There is hardly any black in Germany’s Black Forest, a stunningly beautiful region of woods, pastures, hills, lakes, rivers and mountains that spreads out over an area of exactly 6,009 square kilometers (2,320 square miles) in south-western Germany. In spring and summer, many versions of green can be seen here. Then they change to fall colors, and usually to white in winter.
Black Spruce Forests
So, where is the black? When the Romans dominated the region, the enormous forests were mysterious, black and scary to them. They called them ‘Silva Negra’, which is the Latin translation for Black Forest. A version of the German name ‘Schwarzwald’ first appeared in a document in the year 868.
Over the centuries, the Black Forest changed. In the 18th century, many trees were felled. Their wood was used for buildings, ships and as heating material. But the gaps were reforested. When spruces were planted, the forests actually became sort of black. Today, there are countless different types of trees.
Plenty of Air
The air down there is excellent. There is nothing better than sleeping at a hotel in some Black Forest village with the windows wide open. Taking a deep breath in that region will make Berliners feel their oxygen intake just quintupled. Humans need air to breathe. They will get plenty of it in the ‘Silva Negra’.
Did anyone say “food”? ‘Black Forest Ham’ (‘Schwarzwälder Schinken’) is the kind of raw ham that ripens for a month or two. The word delicious is an understatement here. The same applies in regard to what is known as ‘Black Forest Cherry Tart’ (‘Schwarzwälder Kirschtorte’). The ingredients are layers of chocolate cake and cream plus cherries on top. There is nothing better of the face of this Earth.
Cuckoo Clocks and Tourism
Countless farms all over the Black Forest produce excellent milk, cheese and other products. The cows have plenty of grazing land. Those pastures they spend most of their time on provide clean, green and juicy grass which contributes to their wellbeing and the quality of their milk.

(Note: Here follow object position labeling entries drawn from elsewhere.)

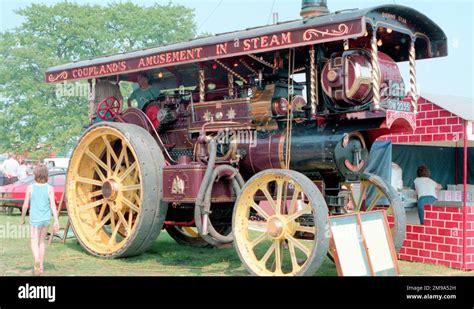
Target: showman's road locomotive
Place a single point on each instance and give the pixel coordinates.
(257, 138)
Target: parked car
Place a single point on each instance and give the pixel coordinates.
(12, 196)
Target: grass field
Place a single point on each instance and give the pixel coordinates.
(165, 258)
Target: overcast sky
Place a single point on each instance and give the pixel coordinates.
(452, 75)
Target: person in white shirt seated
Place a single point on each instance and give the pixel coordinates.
(425, 188)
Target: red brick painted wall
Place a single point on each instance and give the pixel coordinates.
(439, 240)
(432, 124)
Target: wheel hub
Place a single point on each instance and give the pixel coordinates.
(276, 227)
(110, 189)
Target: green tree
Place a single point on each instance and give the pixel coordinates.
(32, 118)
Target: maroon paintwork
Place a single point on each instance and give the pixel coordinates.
(191, 176)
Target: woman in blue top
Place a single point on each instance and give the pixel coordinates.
(40, 198)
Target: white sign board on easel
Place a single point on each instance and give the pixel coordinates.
(470, 131)
(362, 245)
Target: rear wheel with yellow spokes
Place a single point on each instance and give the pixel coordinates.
(114, 200)
(279, 224)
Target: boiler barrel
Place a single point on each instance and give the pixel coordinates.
(312, 150)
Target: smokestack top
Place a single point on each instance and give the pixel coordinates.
(310, 8)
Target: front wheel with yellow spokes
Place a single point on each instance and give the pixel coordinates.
(113, 190)
(279, 224)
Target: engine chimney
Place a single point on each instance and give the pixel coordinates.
(310, 8)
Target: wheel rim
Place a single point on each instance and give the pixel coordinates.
(105, 190)
(289, 238)
(373, 191)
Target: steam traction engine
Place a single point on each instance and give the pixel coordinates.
(260, 136)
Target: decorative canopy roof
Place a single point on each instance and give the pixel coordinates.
(340, 25)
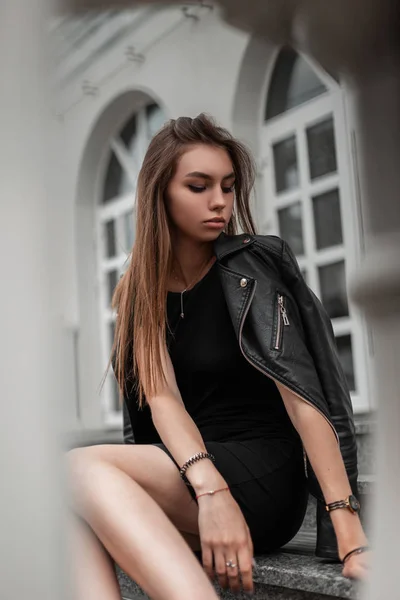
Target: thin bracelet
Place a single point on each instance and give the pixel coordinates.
(192, 460)
(212, 492)
(359, 550)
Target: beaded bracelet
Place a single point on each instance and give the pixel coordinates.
(212, 492)
(192, 460)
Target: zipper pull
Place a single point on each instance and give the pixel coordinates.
(283, 311)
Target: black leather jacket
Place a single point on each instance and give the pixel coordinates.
(282, 330)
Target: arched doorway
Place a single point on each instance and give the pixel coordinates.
(308, 196)
(115, 227)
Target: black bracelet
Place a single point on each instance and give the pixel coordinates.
(192, 460)
(359, 550)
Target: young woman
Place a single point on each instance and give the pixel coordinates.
(232, 388)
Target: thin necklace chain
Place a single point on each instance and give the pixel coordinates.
(192, 283)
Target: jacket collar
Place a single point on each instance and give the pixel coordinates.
(227, 244)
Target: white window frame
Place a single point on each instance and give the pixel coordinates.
(114, 209)
(295, 122)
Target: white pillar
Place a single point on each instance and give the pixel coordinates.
(31, 536)
(377, 291)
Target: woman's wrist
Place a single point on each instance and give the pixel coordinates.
(203, 477)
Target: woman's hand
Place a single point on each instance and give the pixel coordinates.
(225, 537)
(357, 566)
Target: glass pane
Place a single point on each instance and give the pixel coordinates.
(113, 179)
(333, 289)
(155, 119)
(112, 280)
(327, 219)
(321, 149)
(285, 164)
(346, 358)
(293, 83)
(129, 131)
(290, 227)
(111, 245)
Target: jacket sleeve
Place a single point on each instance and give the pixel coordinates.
(320, 341)
(321, 344)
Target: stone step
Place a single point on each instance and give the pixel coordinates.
(280, 576)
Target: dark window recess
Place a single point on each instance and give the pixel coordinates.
(293, 83)
(113, 179)
(345, 351)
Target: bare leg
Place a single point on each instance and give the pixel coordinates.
(137, 534)
(93, 572)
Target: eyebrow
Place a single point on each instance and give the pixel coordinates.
(208, 177)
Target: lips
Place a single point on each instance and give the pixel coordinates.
(216, 220)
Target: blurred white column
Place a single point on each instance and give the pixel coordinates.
(377, 290)
(31, 550)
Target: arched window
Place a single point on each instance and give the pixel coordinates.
(293, 83)
(116, 228)
(308, 196)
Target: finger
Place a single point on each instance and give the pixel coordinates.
(245, 558)
(220, 567)
(355, 571)
(207, 559)
(250, 541)
(233, 572)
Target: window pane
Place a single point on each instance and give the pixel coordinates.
(346, 358)
(112, 280)
(155, 119)
(285, 164)
(321, 149)
(293, 83)
(129, 131)
(290, 227)
(333, 289)
(113, 179)
(327, 219)
(111, 246)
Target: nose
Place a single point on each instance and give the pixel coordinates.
(218, 199)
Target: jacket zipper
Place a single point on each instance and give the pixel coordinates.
(267, 375)
(281, 318)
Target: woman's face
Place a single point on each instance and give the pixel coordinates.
(200, 194)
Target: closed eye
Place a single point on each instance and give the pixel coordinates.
(228, 190)
(198, 189)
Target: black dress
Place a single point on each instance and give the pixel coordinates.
(240, 415)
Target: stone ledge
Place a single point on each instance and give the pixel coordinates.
(281, 576)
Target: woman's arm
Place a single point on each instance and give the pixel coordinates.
(326, 460)
(178, 431)
(224, 534)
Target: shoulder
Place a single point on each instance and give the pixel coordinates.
(270, 244)
(267, 244)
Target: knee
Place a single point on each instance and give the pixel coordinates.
(80, 466)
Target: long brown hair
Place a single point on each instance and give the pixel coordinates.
(140, 296)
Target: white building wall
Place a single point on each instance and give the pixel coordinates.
(191, 64)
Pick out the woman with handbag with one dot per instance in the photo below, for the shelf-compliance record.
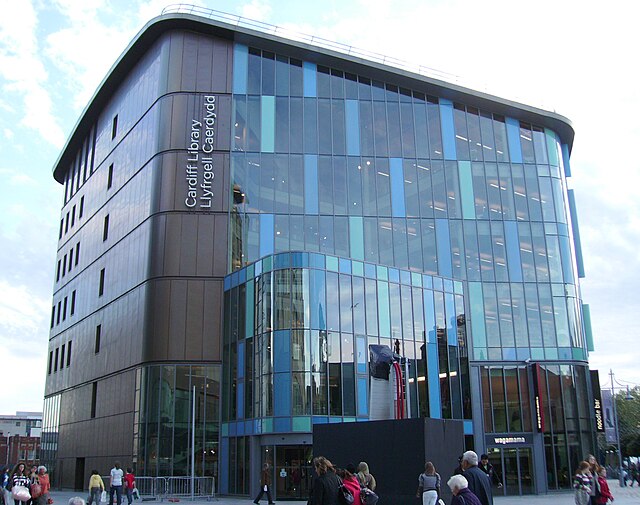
(429, 485)
(96, 488)
(20, 484)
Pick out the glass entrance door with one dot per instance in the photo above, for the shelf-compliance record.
(292, 472)
(514, 467)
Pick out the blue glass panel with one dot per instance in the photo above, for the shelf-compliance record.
(466, 190)
(240, 65)
(282, 351)
(476, 302)
(443, 247)
(310, 184)
(363, 404)
(352, 118)
(282, 425)
(370, 270)
(282, 394)
(429, 316)
(267, 123)
(240, 403)
(435, 406)
(576, 233)
(565, 160)
(266, 234)
(513, 137)
(448, 130)
(397, 187)
(513, 251)
(309, 79)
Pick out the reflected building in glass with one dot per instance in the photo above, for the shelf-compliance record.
(244, 215)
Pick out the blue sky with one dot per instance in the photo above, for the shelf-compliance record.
(575, 57)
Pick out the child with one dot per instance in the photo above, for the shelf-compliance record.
(582, 482)
(605, 494)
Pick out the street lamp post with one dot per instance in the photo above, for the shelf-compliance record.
(615, 416)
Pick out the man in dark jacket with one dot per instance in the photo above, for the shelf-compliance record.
(479, 483)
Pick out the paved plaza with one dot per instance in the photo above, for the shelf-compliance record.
(623, 496)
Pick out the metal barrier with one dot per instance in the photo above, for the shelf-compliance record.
(161, 488)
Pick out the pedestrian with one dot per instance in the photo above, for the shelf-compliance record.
(488, 468)
(5, 480)
(115, 483)
(96, 487)
(19, 477)
(582, 484)
(129, 484)
(327, 485)
(364, 476)
(478, 481)
(350, 481)
(265, 484)
(45, 486)
(462, 495)
(605, 493)
(428, 485)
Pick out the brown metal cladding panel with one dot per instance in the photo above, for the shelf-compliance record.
(177, 319)
(205, 63)
(204, 259)
(220, 246)
(172, 245)
(195, 316)
(212, 328)
(188, 244)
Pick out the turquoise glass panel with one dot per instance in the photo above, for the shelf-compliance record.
(356, 237)
(588, 332)
(565, 160)
(433, 374)
(513, 251)
(448, 130)
(466, 190)
(397, 187)
(429, 316)
(363, 403)
(266, 234)
(240, 65)
(309, 79)
(310, 184)
(282, 396)
(352, 118)
(267, 124)
(240, 400)
(384, 321)
(552, 147)
(476, 302)
(513, 138)
(443, 247)
(576, 233)
(249, 308)
(282, 351)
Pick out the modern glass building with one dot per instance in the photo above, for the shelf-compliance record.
(244, 215)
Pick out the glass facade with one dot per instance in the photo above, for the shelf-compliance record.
(365, 212)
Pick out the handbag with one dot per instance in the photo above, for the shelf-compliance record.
(368, 497)
(345, 497)
(36, 490)
(20, 493)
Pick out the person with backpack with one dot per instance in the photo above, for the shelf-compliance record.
(364, 476)
(429, 485)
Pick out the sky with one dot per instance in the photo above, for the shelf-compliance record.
(578, 58)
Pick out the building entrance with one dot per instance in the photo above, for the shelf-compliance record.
(292, 470)
(514, 467)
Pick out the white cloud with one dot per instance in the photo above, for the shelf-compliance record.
(26, 78)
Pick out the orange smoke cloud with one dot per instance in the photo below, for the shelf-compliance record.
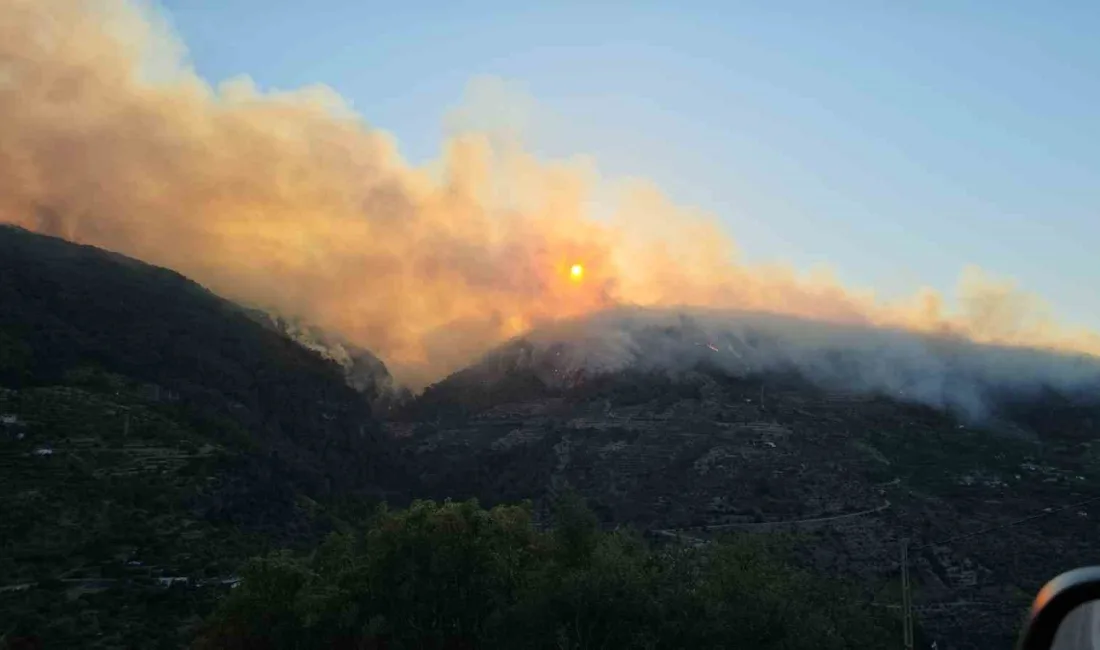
(287, 200)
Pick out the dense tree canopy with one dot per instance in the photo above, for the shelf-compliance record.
(457, 575)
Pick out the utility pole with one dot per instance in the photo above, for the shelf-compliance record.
(906, 598)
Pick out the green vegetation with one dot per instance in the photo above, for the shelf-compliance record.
(457, 575)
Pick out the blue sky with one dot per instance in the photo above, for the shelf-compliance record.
(894, 142)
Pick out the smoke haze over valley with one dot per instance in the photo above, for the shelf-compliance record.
(289, 201)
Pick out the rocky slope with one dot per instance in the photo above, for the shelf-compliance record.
(989, 509)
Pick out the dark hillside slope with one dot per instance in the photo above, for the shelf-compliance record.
(67, 307)
(153, 437)
(690, 451)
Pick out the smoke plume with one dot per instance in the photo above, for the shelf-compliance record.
(292, 202)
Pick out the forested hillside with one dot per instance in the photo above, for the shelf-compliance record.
(151, 431)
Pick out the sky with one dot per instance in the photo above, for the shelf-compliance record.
(895, 143)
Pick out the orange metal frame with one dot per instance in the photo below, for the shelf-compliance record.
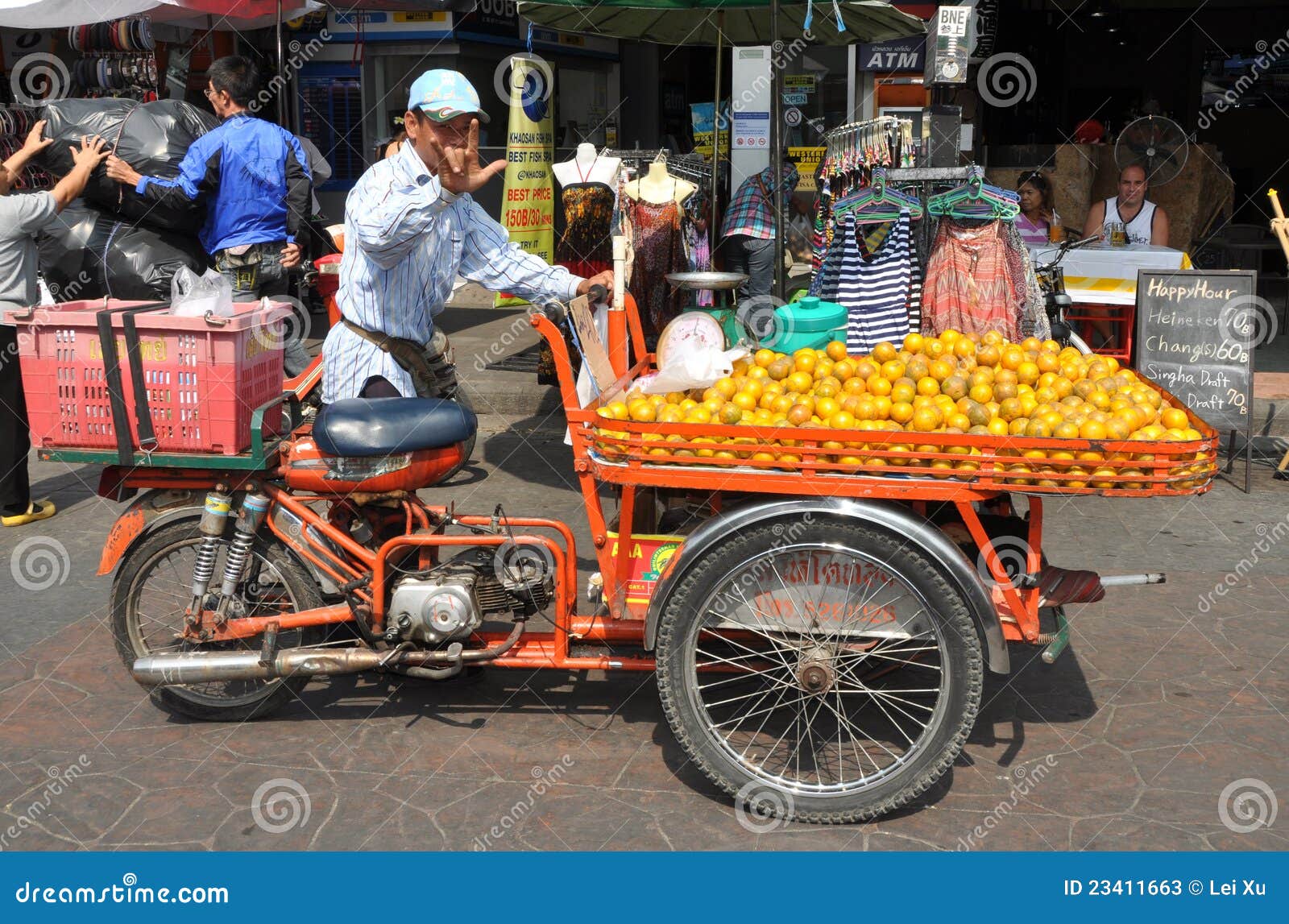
(364, 573)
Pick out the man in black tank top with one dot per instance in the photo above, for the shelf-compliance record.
(1128, 208)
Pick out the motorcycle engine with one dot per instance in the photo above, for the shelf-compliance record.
(451, 601)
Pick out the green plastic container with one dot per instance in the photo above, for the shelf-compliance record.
(803, 322)
(809, 322)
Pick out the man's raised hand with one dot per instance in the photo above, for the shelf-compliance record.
(459, 168)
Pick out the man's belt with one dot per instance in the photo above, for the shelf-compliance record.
(409, 354)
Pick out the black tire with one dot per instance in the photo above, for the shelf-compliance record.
(779, 653)
(141, 573)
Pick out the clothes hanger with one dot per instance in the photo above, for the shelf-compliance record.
(878, 202)
(976, 200)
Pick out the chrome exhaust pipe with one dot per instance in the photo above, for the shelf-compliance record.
(205, 666)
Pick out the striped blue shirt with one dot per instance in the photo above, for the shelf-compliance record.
(405, 242)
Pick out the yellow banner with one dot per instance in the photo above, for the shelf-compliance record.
(528, 202)
(807, 165)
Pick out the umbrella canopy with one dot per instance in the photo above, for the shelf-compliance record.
(747, 22)
(229, 13)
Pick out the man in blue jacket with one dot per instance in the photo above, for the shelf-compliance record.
(255, 180)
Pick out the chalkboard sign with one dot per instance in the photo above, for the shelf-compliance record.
(1196, 337)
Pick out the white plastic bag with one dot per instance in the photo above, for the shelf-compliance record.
(193, 296)
(691, 369)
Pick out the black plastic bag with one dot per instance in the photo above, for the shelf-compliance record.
(88, 253)
(150, 137)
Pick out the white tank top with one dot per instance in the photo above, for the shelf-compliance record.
(1138, 228)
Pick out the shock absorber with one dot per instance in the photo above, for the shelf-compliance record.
(213, 520)
(255, 507)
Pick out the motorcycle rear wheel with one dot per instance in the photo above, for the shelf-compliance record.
(148, 599)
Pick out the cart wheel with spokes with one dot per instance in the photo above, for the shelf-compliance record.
(823, 670)
(151, 595)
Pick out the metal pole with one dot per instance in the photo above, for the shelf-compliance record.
(281, 67)
(713, 232)
(777, 160)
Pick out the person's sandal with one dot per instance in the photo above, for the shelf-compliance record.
(36, 509)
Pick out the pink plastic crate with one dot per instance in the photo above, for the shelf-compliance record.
(204, 379)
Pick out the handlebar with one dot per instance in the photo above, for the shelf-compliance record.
(1065, 249)
(556, 312)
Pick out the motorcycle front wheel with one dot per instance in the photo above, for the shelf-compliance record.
(151, 595)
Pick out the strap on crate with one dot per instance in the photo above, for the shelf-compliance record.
(115, 391)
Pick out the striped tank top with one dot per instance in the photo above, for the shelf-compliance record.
(877, 289)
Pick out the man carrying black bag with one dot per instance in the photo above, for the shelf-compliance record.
(21, 217)
(255, 180)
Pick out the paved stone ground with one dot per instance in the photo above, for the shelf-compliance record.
(1167, 696)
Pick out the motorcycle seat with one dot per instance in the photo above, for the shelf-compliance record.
(377, 427)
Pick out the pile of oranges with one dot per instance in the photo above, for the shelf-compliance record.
(953, 383)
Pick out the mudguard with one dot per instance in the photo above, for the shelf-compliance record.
(145, 513)
(921, 532)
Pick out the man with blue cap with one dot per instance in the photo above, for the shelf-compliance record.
(410, 228)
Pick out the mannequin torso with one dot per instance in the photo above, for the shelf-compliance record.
(586, 167)
(657, 186)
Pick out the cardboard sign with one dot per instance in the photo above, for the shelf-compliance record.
(1196, 337)
(592, 348)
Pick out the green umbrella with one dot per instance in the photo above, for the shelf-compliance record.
(736, 22)
(745, 22)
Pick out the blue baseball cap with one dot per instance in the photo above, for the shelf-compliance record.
(445, 94)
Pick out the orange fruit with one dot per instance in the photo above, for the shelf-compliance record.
(725, 388)
(904, 389)
(799, 382)
(941, 369)
(930, 387)
(885, 352)
(927, 419)
(1092, 429)
(893, 370)
(981, 393)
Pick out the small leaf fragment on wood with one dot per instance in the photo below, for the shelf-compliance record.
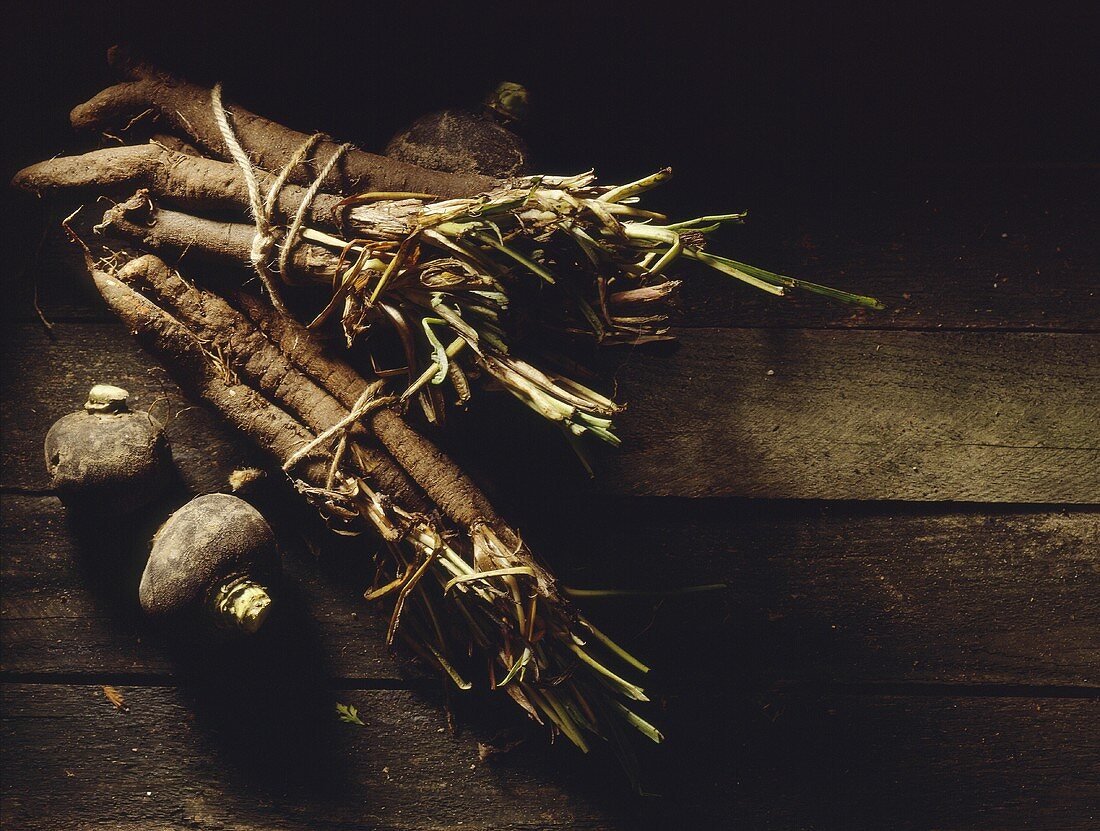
(349, 714)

Sure, agriculture is big in the Black Forest. Also they make cuckoo clocks and other products. But tourism is a lot bigger. At least it was in pre-Corona times. Visitors from Germany and all over the world love hiking, swimming in clean lakes, eating and breathing that air down there.
Hiking Trails Galore
The most popular spots in the Black Forest are Titisee (watch out for an extra feature on The Berlin Spectator soon), Schluchsee, Badenweiler, Bad Krozingen, Bad Liebenzell, but also towns such as Gengenbach, Baden-Baden, Freudenstadt, Freiburg, Wolfach or Haslach. There a several monasteries visitors go to.
Dozens of hiking trails of all distances appeal to tourists who insist on moving their behinds. The West Trail from Pforzheim to Basel is 285 km (177 miles) long. The East Trail is a bit shorter, but just as interesting. There are loop trails and routes from A to B that take between one and seven days to complete. Plenty of bicycle routes are there as well.
Mountains and Water
How about climbing some mountains? No problem at the Black Forest. Climbers will not find Everest, but the ‘Feldberg’. With its 1,493 meters (4,898 feet), it is the highest mountain in the region. Another six are higher than 1,000 meters (3,281 feet). And there is plenty of water. Apart from many lakes, there are 26 rivers. Swimming, renting boats and even windsurfing are popular activities.
There is another very popular activity at the Black Forest. Motorcyclists love racing up and down its roads with their millions of curves. And they crave the local beer and food when they are done, just like all other kinds of tourists.
Up to 150,000 people in the region work in tourism. The many hotels in all corners of the Black Forest counted some 35 million nights spent per year in pre-Corona times. Beauty definitely sells.